Все они глядели на Квайра, никто – на Королеву, хотя та и выкрикнула имя подруги.

Квайр ответил улыбкой девочке, что вызволила узников, коих – обоих – изначально выманила к нему.

– Твое вожделение вероломства развилось даже более, чем я полагал, юная Алис. Так ученик ищет превзойти учителя.

– Всегда охоться на крупнейшую дичь. – Алис Вьюрк задорно смеялась ему в лицо. Ни тени ехидства ни в ней, ни в нем.

За ним восставала Королева.

– Уна!

Квайр был почти весел.

– Альбион спасен! Альбион спасен! А гнусные планы Арабии все спутаны! – Он продолжал оттанцовывать назад, ища побега.

Они, грозя ему, двинулись в Палату Аудиенций.

– Уна!

Графиня Скайская запнулась, потом присела пред Королевой в реверансе.

– Ваше Величество. Алис Вьюрк явилась свидетельствовать против своего господина…

– Ты поверишь хоть слову сей распутницы, да? – возопил Квайр сатирически, отбрасывая за спину плащ, дабы обнажить меч. Он по-прежнему носил алый кушак, уступку страсти. – Какие же у вас двоих доказательства? – Нож вылетел на свободу. – Вы когда-либо меня видели?

Он знал, что не видели. Он был осторожен, скрывался за капюшоном. Но точно так же он знал, что обречен.

– Сир Томас! – Королева возликовала, узнавая в конце концов старшего Жакотта. Она развернулась к сиру Орландо: – Гонца, немедля, в Кент. И другого в Портсмут.

– Уже, Ваше Величество, – сказал Хоз. Он пошел на Квайра, что был у двери, коя вела его в его ведомство, в покои Монфалькона. – Мы избавлены от войны. Но теперь мы должны избавить себя от Квайра. Раз и навсегда.

– Ура! – воскликнул капитан, вытягивая из-за пояса сомбреро, топорща перья и надевая шляпу. – Добродетель торжествует, а бедный Квайр осужден, опозорен, отставлен!

Поцелуй, послан по воздуху недоуменной Глориане, казался искренним. Квайр шмыгнул за портьеру. Хлопнула дверь. Сир Орландо Хоз и Убаша-хан ринулись следом, призывая других на помощь. Квайр щелкнул замком.

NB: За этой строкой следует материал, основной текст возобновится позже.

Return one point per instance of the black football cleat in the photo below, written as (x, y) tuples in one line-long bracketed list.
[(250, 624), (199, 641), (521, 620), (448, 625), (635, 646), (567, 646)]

Наконец вломившись в покои, они не узрели ничего, кроме слабого огня за решеткой, и кружились в осеннем свете пылинки, как если бы Квайр, злокозненный дух, был экзорцирован полностью.

Глава Тридцать Третья,

В Коей Королева Глориана и Уна, Графиня Скайская, Обозревают Прошлое

– Я не ощущаю вины, – молвила Глориана уныло, – и думаю, что и не должна. Но, выходит, чувство – сильное чувство – из меня ушло. Сераль превращался в музей несбывшихся чаяний. Мои дети… – Она вздохнула. – Я никогда толком не осознавала себя, Уна.

Графиня Скайская, в увесистом костюме для путешествий, взяла подругу за руку. Они были одни в Покое Уединения. Глориана облачилась в темные цвета, дабы соответствовать теням поздней осени. Снаружи моросило.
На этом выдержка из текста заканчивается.